Saudi
Aramco and HPCL to make cross investments in refineries
New Delhi: The Saudi Arabian oil company, Saudi Aramco,
is likely to pick up a stake in Hindustan Petroleum Corporation
Ltd's (HPCL) Visakhapatanam refinery as part of a cross
investment plan where HPCL will get equity in Aramco's
upcoming refinery at Yanbu, on the Red Sea coast.
In a teleconference from Dammam in Saudi Arabia, the Petroleum
Minister, Mani Shankar Aiyar, told presspersons here that
India has offered stakes in HPCL's refinery in Visakhapatnam,
and the proposed Paradip refinery of Indian Oil Corporation.

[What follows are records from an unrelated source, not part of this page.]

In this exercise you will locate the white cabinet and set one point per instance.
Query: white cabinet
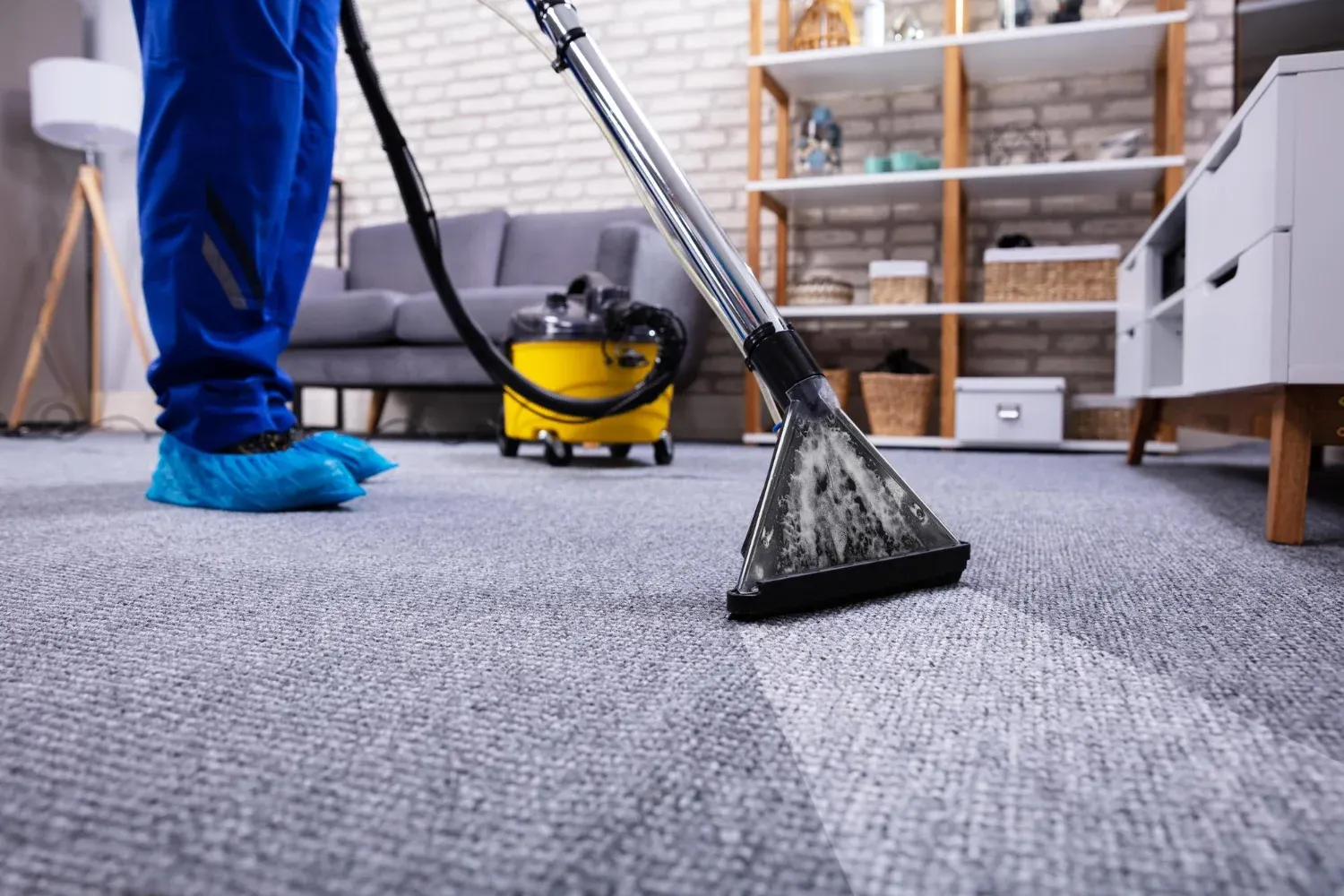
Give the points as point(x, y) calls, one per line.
point(1260, 225)
point(1246, 190)
point(1236, 325)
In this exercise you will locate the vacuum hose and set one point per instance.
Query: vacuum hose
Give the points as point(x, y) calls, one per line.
point(424, 223)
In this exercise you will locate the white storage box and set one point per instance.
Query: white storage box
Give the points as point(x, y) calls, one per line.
point(1011, 411)
point(898, 282)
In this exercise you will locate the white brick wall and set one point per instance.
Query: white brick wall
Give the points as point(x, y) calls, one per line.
point(494, 126)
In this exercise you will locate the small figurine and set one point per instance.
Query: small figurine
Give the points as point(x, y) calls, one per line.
point(1013, 13)
point(819, 145)
point(908, 27)
point(1069, 11)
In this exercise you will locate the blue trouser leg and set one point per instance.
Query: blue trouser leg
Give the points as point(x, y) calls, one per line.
point(317, 50)
point(218, 159)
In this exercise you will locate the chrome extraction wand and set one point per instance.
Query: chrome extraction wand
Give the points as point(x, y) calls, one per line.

Aiyar also said that HPCL has been offered a stake in
Saudi Aramco's proposed 20 million tonne a year project
at Yanbu.
"We have reached an in-principle agreement for HPCL
taking stake in the (20 million tonnes) Yanbu refinery
that is planned for export of petroleum products to the
West and Saudi Arabia's investment in Vishakapatnam refinery
that will be oriented for export to the East," the
Minister stated.
When asked about the extent of equity stake to be offered
to Saudi Aramco, the Minister said that it would be decided
by the respective companies. The Minister also said that
Indian officials would stay behind to negotiate the deal.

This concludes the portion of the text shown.